What happens, is that all the smaller facilities that support the larger manufacturers fail. Their workers go to other trades, industries, etc. And when the time is come, the large manufacturers have to have their suppliers and they need their supplies now. They will turn, as Fotheringay-Phipps intimated to the 3rd world countries where their supplies can be purchased at a much lower price than here in the USA. What is this going to do to all that “lubed” wealth? Where are all those ideas, and back-breaking labor going to be? Not in this country, but sent over seas. All that wealth going out of country cannot be good for the country, now can it?
Are we to become a non-manufacturing country because the ways to shuffle money around are more important than the ability to build the house that shelters you? Hmmm. Interesting. Sounds almost like people want us to become a nation of phone sterilizers.
True, but intellectual property is very hard to maintain possession of.
The point was to differentiate the wealth-creating and merely wealth-redistributing sectors of the economy, and to suggest that the government (under both the previous and current administrations) has had its bailout priorities and attitudes reversed.
I’m really disappointed.

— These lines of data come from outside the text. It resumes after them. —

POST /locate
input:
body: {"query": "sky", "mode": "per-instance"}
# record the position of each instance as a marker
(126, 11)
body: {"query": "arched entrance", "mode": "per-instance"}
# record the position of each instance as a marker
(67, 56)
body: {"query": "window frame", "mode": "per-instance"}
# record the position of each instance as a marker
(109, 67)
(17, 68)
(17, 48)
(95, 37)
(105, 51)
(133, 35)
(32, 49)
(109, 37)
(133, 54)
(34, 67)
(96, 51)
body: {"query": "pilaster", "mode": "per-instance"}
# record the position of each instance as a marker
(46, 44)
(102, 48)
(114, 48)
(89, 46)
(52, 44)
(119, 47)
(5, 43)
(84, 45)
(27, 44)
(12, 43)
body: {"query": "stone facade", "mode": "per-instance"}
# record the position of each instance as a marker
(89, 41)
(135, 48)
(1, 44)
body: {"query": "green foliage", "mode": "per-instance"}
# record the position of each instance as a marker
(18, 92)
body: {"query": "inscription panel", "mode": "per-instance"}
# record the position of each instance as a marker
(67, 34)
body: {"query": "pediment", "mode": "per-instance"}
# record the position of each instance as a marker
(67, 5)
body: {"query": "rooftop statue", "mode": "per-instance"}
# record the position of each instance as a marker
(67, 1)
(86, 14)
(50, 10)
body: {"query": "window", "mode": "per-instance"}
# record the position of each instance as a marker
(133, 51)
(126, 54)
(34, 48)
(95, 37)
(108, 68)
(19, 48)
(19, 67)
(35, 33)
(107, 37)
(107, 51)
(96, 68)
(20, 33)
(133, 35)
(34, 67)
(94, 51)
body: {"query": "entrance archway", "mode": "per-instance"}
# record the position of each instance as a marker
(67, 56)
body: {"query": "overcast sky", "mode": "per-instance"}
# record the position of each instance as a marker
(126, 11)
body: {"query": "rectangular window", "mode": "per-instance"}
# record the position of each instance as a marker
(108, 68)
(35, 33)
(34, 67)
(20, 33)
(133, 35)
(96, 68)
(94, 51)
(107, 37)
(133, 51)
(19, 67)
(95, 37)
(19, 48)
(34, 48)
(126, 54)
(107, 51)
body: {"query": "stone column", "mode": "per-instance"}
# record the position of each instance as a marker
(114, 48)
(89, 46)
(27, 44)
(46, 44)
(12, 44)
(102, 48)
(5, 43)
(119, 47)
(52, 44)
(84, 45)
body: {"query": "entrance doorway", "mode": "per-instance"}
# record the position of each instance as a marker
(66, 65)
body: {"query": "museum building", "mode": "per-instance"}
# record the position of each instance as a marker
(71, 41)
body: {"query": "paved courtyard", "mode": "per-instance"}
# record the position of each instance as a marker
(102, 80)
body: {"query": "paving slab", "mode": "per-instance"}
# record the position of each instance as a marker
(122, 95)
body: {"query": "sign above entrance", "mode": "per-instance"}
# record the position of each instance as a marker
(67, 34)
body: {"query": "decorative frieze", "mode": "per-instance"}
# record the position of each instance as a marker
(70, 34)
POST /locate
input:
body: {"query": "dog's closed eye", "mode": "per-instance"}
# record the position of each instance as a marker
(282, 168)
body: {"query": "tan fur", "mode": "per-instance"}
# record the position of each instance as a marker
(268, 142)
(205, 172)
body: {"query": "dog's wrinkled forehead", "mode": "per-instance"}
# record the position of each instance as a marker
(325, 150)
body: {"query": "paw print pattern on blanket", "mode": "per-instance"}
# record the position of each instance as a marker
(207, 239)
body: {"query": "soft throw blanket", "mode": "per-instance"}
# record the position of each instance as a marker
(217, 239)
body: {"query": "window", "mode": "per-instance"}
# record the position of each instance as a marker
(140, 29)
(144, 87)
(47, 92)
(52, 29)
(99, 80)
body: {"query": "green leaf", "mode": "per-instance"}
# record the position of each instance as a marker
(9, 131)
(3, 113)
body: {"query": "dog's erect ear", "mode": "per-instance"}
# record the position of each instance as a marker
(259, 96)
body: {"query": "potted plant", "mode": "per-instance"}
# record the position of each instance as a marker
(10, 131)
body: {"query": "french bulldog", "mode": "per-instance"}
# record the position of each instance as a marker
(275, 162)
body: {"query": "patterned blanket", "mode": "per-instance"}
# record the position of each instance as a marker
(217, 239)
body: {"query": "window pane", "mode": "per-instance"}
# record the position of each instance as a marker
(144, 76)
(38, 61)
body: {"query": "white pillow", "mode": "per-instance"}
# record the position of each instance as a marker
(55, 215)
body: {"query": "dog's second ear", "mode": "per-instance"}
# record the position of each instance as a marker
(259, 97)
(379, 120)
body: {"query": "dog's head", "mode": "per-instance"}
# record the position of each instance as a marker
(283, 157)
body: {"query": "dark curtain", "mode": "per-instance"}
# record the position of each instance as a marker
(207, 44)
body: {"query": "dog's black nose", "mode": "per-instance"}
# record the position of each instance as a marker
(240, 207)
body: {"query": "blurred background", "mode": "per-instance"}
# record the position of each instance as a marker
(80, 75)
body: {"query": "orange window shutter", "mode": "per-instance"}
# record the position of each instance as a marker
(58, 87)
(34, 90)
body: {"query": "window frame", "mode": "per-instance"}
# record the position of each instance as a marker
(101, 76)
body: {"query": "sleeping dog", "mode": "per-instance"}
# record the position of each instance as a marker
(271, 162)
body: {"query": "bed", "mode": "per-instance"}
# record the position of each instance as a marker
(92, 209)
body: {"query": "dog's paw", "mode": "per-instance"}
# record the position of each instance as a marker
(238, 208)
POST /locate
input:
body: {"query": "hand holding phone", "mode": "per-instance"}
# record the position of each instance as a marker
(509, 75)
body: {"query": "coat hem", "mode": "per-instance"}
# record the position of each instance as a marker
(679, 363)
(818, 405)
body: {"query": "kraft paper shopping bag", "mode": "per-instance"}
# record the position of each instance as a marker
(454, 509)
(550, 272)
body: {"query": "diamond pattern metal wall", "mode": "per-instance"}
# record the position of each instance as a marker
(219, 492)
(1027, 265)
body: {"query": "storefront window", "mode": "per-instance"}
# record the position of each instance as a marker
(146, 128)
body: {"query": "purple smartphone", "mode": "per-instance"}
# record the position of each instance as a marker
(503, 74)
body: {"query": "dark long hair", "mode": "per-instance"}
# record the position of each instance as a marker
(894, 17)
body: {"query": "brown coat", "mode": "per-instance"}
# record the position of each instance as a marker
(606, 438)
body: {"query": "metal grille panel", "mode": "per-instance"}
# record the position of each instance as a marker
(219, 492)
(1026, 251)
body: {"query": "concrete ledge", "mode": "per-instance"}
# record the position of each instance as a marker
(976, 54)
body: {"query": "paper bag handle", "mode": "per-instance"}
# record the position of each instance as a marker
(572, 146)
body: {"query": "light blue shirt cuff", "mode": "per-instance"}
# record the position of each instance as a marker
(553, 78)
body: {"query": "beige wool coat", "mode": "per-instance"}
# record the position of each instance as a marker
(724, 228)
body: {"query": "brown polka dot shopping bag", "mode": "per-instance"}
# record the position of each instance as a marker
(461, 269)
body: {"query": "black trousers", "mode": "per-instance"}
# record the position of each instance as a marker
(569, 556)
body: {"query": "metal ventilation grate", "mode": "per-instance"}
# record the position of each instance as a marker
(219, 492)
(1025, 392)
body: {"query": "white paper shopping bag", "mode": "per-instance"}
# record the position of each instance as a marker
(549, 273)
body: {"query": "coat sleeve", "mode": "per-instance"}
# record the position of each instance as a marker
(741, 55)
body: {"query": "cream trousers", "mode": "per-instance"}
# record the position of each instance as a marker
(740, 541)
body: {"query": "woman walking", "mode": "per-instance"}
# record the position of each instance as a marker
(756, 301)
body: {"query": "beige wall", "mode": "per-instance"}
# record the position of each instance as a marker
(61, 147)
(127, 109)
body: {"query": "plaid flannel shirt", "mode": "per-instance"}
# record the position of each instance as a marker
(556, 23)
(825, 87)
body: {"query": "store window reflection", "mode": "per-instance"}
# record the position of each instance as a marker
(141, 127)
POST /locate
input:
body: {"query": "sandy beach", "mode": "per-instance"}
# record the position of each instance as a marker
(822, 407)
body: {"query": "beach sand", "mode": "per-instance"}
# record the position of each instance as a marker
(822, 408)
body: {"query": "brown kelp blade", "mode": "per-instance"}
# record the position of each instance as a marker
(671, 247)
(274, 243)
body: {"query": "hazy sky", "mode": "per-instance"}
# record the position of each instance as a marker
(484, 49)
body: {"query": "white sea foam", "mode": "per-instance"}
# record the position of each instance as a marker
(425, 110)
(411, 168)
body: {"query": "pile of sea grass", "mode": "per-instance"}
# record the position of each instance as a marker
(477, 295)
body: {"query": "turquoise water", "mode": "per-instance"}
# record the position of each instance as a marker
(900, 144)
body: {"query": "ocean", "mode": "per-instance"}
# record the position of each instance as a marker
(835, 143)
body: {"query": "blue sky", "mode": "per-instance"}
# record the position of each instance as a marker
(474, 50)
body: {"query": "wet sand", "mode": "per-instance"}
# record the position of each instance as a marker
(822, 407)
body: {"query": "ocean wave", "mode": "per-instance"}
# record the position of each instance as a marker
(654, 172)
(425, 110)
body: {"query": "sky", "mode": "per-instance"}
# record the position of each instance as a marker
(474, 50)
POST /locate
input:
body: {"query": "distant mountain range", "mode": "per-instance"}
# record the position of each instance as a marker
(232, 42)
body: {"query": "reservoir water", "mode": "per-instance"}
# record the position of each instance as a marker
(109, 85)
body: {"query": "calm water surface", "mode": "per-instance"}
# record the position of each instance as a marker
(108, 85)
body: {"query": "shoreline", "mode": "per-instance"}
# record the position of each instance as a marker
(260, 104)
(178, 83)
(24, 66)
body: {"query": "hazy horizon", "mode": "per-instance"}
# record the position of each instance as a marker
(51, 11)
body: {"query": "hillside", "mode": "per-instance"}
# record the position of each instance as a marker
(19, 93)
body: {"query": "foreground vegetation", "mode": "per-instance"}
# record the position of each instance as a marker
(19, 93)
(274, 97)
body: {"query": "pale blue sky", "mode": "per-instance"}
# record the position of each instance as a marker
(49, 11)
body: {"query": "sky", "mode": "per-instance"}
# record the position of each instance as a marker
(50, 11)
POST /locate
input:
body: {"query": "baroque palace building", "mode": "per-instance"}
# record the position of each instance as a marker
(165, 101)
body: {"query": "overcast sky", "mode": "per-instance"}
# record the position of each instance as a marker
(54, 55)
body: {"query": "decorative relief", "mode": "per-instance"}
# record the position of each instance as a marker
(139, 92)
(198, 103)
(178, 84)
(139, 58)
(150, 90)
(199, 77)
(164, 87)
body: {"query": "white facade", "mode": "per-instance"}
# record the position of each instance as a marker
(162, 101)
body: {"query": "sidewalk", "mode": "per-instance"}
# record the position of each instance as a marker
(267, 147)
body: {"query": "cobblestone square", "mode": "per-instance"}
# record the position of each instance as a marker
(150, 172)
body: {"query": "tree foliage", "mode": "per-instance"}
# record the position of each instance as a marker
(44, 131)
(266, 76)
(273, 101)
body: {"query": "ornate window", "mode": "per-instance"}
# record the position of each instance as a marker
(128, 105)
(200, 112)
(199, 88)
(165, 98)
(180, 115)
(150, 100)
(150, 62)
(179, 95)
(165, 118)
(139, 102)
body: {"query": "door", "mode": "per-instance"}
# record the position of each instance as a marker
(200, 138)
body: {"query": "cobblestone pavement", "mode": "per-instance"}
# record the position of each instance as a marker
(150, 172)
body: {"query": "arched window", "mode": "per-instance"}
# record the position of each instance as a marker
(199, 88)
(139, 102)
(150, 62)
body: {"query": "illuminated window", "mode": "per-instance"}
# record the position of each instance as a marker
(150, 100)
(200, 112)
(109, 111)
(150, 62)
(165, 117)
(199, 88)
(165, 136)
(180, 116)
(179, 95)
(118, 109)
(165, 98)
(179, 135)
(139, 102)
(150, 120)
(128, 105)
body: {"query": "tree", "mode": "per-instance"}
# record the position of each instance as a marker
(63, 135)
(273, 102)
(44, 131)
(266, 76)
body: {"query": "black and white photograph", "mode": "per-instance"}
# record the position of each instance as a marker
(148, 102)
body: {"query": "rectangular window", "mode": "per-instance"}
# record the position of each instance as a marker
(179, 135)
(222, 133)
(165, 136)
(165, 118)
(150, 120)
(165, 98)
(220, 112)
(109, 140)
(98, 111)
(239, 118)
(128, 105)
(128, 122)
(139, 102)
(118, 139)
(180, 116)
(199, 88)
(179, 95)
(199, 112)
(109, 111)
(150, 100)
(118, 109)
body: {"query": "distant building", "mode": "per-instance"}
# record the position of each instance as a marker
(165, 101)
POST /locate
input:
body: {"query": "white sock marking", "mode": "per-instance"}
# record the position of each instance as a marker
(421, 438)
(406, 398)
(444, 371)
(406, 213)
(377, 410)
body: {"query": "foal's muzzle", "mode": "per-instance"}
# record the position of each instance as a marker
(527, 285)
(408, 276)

I had hoped that there would be just a touch more in the way of responses. I was led to believe that the members of this forum enjoyed a good debate.
The manufacturing businesses were the basis for innovation . There was a continuing improvement in manufacturing processes and and materials. These changes filter out into other businesses. That is gone. All the innovations will be in China and India. There is no way the products of the future will be invented here. Material science will be elsewhere. Cutting age manufacturing will be the property of someone else. We give away a lot when we outsource our jobs and manufacturing . It has profoundly hurt the future of America. But some people made an absolute fortune the last few years .
I think the problem with the financial system is massive, and there is a fear that a collapse of the large banks will bring down the entire economy. I also suspect a concerted effort to conceal systemic fraud that goes beyond Wall Street and would severely damage the reputation of U.S. industry and the government.
The cost to fix the financial system keeps growing. The real cost is probably so high, the administration and large banks can’t fathom explaining it to the public. The auto industry starts to look expendable when it comes down to a necessary choice between saving one over the other.
I do agree with your point about manufacturing. When high tech industry is outsourced, the brain power follows. Engineers and scientists follow the industry. The U.S. is undermining its own ability to compete. There is also a point when outsourcing undermines self defense. The auto industry invests in R&D that leads to new technology, the type of investment necessary to remain globally competitive. I hope U.S. auto in some form is saved.